L'armée turque accusée de tirer à balles réelles sur les migrants syriens

L'armée turque accusée de tirer à balles réelles sur les migrants syriens
International

TURQUIE - L'ONG Human Rights Watch publie les résultats de son enquête sur les violences dont auraient été victimes des réfugiés syriens par des garde-frontières turcs entre mars et avril dernier. Selon l'organisation, au moins cinq personnes ont été tuées à la frontière avec la Syrie.

L'ONG Human Rights Watch réitère ses accusations à l'encontre de la Turquie. Un mois après avoir révélé que des garde-frontières turcs avaient tiré sur des civils syriens qui tentaient de fuir les combats dans leur pays à la frontière turco-syrienne, l'organisation de défense des droits de l'homme publie les conclusions de l' enquête menée en mars et avril sur ces cas.

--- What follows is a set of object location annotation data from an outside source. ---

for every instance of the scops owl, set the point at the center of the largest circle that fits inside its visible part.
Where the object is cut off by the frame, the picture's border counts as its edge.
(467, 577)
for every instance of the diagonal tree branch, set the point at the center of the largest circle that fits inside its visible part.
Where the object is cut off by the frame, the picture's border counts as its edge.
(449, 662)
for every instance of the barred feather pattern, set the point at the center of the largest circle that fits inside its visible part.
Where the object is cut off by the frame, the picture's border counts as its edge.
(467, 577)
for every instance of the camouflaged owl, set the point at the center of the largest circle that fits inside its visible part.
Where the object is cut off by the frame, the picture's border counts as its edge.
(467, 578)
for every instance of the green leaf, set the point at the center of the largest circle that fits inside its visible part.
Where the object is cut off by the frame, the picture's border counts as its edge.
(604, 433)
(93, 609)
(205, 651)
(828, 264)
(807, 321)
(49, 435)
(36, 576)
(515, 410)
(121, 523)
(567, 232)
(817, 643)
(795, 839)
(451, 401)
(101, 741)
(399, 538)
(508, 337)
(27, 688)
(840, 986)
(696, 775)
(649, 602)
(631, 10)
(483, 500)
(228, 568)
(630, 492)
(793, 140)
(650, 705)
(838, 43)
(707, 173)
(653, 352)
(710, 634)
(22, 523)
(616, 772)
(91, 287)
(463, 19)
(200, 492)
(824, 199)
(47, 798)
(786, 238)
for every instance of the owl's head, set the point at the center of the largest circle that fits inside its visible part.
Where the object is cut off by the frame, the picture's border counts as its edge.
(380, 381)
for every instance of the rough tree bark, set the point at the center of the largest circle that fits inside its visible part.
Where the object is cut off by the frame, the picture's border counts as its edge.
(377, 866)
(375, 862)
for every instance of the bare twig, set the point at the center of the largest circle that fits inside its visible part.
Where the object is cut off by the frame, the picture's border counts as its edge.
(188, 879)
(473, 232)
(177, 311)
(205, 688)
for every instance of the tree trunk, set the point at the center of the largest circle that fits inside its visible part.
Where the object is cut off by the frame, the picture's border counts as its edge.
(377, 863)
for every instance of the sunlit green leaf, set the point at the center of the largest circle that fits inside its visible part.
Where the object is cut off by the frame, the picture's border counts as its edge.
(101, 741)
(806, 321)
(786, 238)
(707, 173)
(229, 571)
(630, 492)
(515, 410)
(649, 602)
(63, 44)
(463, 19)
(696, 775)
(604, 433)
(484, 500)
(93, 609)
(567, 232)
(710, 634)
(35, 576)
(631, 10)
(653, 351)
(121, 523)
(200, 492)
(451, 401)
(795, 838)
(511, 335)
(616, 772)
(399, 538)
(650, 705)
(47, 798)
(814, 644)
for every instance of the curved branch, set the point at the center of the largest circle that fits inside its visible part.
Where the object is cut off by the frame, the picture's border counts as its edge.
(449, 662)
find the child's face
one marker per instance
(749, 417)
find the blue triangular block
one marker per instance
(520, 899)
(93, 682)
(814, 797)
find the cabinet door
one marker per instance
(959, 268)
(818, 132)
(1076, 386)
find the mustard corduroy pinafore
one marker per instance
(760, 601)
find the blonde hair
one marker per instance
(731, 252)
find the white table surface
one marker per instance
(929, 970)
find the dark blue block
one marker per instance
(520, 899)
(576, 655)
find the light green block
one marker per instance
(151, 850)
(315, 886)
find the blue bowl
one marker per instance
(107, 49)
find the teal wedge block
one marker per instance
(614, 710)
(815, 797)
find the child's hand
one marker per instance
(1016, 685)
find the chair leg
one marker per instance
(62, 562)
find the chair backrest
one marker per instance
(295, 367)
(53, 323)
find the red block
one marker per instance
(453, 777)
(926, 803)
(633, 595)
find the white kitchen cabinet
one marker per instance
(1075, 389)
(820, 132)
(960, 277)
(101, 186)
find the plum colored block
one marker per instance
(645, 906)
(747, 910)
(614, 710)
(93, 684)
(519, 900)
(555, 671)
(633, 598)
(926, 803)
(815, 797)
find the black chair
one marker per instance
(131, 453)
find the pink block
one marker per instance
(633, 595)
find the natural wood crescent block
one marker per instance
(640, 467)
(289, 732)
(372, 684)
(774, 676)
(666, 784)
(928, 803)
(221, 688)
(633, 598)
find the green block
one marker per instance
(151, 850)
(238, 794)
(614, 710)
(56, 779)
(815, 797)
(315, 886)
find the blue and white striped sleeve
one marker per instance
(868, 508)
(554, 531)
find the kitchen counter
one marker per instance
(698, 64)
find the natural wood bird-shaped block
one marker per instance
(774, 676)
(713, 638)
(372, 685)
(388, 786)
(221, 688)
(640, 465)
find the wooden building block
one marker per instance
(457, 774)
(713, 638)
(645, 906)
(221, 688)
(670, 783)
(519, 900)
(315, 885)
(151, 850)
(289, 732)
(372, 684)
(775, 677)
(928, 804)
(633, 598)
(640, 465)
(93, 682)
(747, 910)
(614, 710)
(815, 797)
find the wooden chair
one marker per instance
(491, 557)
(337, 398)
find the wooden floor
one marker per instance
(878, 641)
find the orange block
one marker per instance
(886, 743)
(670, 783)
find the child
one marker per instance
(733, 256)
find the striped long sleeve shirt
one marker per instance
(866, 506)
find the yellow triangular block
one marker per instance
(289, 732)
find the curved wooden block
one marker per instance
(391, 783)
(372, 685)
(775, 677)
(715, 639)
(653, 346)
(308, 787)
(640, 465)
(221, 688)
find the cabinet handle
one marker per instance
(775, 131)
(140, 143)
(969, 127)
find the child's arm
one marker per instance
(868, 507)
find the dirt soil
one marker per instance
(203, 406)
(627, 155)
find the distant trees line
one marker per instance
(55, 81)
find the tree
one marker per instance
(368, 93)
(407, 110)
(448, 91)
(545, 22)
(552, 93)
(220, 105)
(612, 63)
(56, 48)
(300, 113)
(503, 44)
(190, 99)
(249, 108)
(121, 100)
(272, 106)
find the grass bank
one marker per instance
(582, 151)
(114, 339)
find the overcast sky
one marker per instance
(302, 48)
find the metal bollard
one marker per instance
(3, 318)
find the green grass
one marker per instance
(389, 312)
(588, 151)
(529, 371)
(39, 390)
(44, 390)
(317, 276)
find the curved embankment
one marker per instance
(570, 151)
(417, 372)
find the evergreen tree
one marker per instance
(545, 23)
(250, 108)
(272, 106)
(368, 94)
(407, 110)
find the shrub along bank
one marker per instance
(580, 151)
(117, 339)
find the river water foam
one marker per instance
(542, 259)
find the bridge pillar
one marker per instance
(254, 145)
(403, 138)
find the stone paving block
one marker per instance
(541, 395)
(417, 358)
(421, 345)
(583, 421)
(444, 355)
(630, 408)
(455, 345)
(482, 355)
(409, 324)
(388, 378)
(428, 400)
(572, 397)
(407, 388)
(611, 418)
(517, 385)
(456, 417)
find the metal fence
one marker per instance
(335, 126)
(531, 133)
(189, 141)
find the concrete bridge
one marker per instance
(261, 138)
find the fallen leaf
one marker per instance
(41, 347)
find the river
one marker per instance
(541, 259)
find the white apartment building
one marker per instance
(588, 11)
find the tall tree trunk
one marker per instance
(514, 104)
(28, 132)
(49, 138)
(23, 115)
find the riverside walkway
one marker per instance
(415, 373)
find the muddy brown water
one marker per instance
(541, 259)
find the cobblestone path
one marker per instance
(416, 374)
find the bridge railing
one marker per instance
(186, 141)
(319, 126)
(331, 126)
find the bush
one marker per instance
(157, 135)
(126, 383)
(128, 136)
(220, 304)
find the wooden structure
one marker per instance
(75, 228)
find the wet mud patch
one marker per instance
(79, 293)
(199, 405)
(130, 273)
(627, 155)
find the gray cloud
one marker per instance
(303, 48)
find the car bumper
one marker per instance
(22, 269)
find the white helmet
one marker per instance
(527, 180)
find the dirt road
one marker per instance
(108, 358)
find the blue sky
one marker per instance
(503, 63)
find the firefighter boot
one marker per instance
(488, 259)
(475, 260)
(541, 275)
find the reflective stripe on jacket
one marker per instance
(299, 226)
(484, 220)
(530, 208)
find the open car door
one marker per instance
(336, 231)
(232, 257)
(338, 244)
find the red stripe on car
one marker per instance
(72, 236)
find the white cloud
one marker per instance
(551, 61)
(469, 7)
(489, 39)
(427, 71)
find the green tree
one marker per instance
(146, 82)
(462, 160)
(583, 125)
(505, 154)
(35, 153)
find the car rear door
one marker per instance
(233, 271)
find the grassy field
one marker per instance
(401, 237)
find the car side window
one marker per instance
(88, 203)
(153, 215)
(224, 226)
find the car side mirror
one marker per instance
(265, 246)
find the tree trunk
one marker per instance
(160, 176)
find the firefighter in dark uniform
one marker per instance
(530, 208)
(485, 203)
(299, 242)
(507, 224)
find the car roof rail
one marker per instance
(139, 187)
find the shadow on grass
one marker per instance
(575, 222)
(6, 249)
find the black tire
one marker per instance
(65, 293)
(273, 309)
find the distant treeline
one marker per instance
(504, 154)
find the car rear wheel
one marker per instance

Vidéo de témoignages à l'appui, HRW affirme que durant cette période, les gardes-frontières ont fait preuve de violence à l'encontre de réfugiés et de passeurs tuant cinq personnes, dont un enfant et en blessant grièvement 14 autres. Ces cas ont été rapportés par des victimes de violence, des témoins et des habitants syriens.

Promesse

La vidéo diffusée par l'ONG montre le corps d'un homme et d'une femme prétendument tués par des soldats turcs et se poursuit par des témoignages de réfugiés battus à la frontière turco-syrienne. "Au cours des derniers mois, la Turquie a durci sa politique à l’égard des Syriens cherchant à fuir leur pays (…) HRW appelle le gouvernement turc à tenir sa promesse d’adopter une politique de 'porte ouverte' à l’égard de Syriens qui tentent désespérément d’échapper à la violence dans leur pays", commente notamment l'organisation. Le 4 mai dernier, l'ONG indique avoir adressé une lettre au ministre de l'Intérieur turc, lui demandant notamment d'enquêter sur les faits présumés rapportés par HRW.

Le démenti d'Ankara

Sur la base des témoignages recueillis et en partie retranscris, l'organisation internationale a rapporté sept incidents entre la première semaine de mars et le 17 avril au cours desquels trois réfugiés, un homme, une femme et un garçon de 15 ans, ont été tués. Un passeur, selon HRW, aurait également été tué, battu à mort, tandis que huit refugiés, parmi lesquels trois enfants âgés de 3, 5 et 9 ans ont été sévèrement agressés. Six de ces dramatiques incidents ont été rapportés à proximité du point de passage de Khurbat al Juz-Güveççi, à 50 kilomètres au sud de la ville turque d'Antakya.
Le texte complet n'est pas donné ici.